5. New York Stewards Sock Espinoza With 'Monster' Fine, By Ray Paulick. This piece, on Espinoza's Monster Energy Drink-sponsored apparel, was the only American Pharoah-related piece in our top ten list for 2015. In the midst of a Pharoah love affair, many readers and social media followers were disgusted at the New York stewards' decision to fine Espinoza, and in light of racing's many regulation problems, accused them of missing the forest for the trees. Surprisingly, no one started a petition to have the stewards, who were criticized for various other decisions or non-decisions this year, sponsored by LensCrafters.


6. 'Hey, That's My Whip!' Astonishing Stretch Run At Parx By Ray Paulick. Part of what likely drew people to the story behind an apparent whip hand-off in the stretch of a claiming race at Parx was the bizarre nature of the move, which may or may not have been coordinated by the two riders. The other part had to be that stewards did not light the inquiry sign to look into the matter. Incidents like this one deepen the public's mistrust of state officials and serve as a reminder that some states seem more like the “Wild West” to fans and bettors than others.


7. McIngvale: 'Timing Was Terrible, But We Did What We Did' By Ray Paulick. Although we published two side-by-side commentaries, one from McIngvale and one from Borell on the Runhappy firing, this was the one people gravitated to more. Maybe that has something to do with McIngvale's big personality and even bigger list of trainers he has hired and fired.


8. TVG And HRTV Merger: What Does It Mean? By Ray Paulick. Even though the merger of the two horse racing networks happened months ago, readers still revisit this post from time to time, looking for answers (or hoping to learn which tracks will appear on which channel, something we're still sorting out ourselves). Besides the practical element of programming, readers seemed most concerned about a monopoly and what the merger would mean for their favorite on-air hosts.
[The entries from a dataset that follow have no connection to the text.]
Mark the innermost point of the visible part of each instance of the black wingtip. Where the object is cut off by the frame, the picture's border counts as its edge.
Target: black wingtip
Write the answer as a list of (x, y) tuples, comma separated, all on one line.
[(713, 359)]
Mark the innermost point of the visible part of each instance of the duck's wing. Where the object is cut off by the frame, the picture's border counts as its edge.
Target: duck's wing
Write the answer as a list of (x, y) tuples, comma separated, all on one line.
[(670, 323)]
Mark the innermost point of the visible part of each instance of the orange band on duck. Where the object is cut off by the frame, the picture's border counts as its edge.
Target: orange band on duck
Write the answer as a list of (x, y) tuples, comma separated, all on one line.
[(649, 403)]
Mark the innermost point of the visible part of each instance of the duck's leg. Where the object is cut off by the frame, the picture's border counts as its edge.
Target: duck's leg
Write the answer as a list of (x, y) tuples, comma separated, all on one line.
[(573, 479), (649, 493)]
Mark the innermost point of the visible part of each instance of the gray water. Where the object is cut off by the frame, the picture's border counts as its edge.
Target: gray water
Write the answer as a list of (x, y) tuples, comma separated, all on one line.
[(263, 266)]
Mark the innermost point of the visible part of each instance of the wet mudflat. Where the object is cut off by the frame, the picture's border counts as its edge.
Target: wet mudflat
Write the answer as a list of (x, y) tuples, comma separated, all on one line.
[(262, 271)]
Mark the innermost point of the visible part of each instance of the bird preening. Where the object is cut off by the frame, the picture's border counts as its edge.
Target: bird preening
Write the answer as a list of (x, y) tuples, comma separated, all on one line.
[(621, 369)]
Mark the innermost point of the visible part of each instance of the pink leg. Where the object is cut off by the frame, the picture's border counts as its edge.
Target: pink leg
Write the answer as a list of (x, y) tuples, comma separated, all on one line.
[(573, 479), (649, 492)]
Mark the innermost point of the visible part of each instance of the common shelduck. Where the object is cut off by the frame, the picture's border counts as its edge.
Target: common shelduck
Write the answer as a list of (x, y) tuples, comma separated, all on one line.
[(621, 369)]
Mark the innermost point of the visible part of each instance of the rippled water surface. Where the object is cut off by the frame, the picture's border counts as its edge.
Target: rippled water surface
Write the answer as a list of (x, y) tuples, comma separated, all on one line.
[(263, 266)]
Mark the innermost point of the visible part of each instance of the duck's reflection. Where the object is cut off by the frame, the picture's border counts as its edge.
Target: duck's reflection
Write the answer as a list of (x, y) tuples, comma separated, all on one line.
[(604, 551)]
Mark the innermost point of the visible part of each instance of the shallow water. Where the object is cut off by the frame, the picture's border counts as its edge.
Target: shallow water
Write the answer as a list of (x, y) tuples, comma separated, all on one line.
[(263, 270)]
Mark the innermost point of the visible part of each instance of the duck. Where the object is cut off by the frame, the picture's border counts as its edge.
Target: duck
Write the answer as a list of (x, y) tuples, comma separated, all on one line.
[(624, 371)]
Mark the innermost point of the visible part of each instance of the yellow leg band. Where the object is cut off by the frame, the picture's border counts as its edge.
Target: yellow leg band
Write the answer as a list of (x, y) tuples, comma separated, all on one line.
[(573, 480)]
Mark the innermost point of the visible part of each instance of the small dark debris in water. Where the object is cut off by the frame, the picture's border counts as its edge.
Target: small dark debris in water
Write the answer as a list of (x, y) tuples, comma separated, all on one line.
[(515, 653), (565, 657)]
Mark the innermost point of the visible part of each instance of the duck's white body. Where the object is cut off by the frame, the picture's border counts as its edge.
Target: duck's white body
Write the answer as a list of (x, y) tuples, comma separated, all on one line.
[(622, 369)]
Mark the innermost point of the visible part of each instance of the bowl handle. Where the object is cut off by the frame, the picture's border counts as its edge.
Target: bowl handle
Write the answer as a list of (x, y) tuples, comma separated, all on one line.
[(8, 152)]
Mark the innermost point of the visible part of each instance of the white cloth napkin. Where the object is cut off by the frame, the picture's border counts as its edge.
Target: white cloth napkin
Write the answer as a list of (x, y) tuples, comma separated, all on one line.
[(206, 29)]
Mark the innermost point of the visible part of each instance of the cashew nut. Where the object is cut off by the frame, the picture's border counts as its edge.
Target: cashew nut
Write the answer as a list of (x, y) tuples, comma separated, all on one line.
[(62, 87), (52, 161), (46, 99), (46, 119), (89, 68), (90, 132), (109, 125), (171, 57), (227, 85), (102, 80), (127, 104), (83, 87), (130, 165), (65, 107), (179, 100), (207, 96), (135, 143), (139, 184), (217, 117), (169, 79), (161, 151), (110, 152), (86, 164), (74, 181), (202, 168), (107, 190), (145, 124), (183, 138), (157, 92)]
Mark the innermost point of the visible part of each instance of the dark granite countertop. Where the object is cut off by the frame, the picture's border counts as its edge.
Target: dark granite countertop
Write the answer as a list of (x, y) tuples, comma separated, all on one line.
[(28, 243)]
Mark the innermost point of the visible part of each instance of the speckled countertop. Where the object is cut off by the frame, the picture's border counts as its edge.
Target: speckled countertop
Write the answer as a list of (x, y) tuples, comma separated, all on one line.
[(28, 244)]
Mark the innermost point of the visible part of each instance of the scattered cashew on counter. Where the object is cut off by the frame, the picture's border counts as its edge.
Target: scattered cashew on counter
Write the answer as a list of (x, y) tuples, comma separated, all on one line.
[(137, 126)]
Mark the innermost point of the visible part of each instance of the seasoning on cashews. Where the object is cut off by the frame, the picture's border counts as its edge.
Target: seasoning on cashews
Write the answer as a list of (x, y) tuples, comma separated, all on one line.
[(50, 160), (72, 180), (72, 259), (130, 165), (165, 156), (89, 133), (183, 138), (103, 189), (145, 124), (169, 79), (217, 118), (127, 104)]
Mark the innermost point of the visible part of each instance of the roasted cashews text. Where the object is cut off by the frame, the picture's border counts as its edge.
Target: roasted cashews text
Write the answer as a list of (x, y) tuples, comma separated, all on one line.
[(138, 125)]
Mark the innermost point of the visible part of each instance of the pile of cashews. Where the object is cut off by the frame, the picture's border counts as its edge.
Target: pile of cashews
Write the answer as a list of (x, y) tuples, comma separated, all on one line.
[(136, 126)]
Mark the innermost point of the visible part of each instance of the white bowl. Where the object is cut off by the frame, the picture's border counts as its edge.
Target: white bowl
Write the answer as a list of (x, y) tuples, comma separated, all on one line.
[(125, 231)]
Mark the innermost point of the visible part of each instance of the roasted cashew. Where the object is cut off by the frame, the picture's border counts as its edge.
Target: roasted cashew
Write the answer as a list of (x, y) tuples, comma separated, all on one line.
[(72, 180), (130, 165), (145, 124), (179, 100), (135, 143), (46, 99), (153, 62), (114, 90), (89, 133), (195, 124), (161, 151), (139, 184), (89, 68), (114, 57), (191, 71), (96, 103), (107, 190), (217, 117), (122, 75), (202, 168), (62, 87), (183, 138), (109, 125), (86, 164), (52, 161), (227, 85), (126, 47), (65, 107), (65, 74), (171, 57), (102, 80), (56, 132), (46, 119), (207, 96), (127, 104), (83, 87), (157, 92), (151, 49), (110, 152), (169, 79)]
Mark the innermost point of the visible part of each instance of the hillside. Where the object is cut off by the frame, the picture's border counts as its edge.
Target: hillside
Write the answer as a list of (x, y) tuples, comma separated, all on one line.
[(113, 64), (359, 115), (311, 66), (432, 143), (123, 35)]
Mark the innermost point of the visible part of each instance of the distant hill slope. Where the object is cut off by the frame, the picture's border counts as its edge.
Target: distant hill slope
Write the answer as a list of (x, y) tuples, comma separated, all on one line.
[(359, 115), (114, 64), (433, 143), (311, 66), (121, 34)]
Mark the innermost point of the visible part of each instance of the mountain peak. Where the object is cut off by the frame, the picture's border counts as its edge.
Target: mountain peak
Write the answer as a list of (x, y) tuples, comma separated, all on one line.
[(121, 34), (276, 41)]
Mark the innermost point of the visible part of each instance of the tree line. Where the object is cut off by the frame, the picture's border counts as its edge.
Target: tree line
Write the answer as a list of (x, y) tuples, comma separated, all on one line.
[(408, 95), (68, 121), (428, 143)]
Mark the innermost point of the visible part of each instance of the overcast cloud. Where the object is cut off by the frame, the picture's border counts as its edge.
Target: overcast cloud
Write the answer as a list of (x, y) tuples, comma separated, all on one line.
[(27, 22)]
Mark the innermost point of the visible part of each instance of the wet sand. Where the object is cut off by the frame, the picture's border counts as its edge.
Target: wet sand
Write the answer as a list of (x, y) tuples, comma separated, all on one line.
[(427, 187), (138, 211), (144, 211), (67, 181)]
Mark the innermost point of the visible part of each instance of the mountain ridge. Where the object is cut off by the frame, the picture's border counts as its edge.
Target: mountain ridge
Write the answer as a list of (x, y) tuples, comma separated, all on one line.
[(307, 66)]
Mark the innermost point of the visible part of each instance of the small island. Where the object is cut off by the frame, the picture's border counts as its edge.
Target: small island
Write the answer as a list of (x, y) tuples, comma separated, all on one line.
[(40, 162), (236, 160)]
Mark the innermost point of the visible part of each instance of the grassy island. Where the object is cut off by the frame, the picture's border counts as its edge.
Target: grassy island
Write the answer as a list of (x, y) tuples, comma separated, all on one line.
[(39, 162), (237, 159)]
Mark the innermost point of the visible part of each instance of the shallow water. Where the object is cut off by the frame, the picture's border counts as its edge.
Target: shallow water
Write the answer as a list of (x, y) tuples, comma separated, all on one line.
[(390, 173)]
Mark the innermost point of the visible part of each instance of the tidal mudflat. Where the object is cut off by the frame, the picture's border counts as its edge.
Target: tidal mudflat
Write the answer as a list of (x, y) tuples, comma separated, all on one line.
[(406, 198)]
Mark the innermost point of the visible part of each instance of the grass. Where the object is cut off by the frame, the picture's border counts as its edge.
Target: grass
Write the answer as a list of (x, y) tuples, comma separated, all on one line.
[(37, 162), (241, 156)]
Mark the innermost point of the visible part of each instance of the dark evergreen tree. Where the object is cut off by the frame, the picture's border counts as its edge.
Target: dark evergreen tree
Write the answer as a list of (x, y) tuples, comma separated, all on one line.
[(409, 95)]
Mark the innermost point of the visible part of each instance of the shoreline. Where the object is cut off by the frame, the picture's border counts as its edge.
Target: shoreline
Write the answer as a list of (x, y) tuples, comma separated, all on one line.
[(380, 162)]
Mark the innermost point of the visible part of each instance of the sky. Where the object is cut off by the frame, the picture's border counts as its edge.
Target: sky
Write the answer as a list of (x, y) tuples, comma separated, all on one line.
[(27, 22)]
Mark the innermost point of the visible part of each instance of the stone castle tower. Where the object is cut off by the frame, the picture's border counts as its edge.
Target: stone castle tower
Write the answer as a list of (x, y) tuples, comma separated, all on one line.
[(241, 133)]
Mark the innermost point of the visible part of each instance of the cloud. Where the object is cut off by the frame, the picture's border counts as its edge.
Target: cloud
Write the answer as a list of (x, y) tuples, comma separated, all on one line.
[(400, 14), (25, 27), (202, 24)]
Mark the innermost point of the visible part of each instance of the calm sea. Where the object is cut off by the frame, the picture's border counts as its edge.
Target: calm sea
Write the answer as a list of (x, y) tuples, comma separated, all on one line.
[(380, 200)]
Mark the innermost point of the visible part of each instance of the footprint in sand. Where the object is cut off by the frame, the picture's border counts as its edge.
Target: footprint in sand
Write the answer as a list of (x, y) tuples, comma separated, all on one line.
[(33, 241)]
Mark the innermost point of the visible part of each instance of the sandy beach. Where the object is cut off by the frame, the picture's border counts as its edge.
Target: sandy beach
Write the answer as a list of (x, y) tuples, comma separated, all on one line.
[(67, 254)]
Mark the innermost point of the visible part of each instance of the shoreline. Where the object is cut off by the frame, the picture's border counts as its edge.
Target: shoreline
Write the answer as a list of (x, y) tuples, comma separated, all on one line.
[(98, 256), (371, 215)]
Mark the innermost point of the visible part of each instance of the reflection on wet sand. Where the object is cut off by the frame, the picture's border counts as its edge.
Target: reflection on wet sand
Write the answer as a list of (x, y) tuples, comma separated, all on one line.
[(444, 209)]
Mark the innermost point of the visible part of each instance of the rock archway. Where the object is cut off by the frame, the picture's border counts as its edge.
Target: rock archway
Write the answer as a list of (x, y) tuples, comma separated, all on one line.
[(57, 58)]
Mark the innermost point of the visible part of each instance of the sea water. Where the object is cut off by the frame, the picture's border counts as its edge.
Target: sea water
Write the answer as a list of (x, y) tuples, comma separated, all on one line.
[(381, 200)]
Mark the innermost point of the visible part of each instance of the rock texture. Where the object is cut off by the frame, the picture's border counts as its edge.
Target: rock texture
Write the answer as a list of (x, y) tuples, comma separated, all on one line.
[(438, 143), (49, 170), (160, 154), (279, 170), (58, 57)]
9. $222.40 Mahoning Valley Maiden Winner: Was 'She' Really A 'He'? By Ray Paulick. This one leads the way in the category of 'We Couldn't Make This Stuff Up If We Tried.' Readers had lots of questions when a gelding named Leathers Slappin was brought to the paddock and run at Mahoning Valley as Ruby Queen. It was only in the test barn that officials realized the horse was male. It was only after some investigation and explanation that the incident was determined to be a case of (really) poor attention to detail, rather than any kind of intentional race fixing.


10. 'Our Hearts Are Broken': Connections Confirm Shared Belief Dead After Bout Of Colic By Natalie Voss. For many of us watching at home, it's easy to forget that our favorite horses are not really our own. That makes us cheer all the louder for (and bet all that much more money on) them, but it also makes their deaths that much harder to take. Such was the case with Shared Belief, who died suddenly Dec. 3 as he was preparing to make his long-anticipated return to the track. Co-owners Jungle Racing called the moment “our most devastating,” and our readership felt the blow along with them, offering sympathy and comfort in comments on the Paulick Report and social media.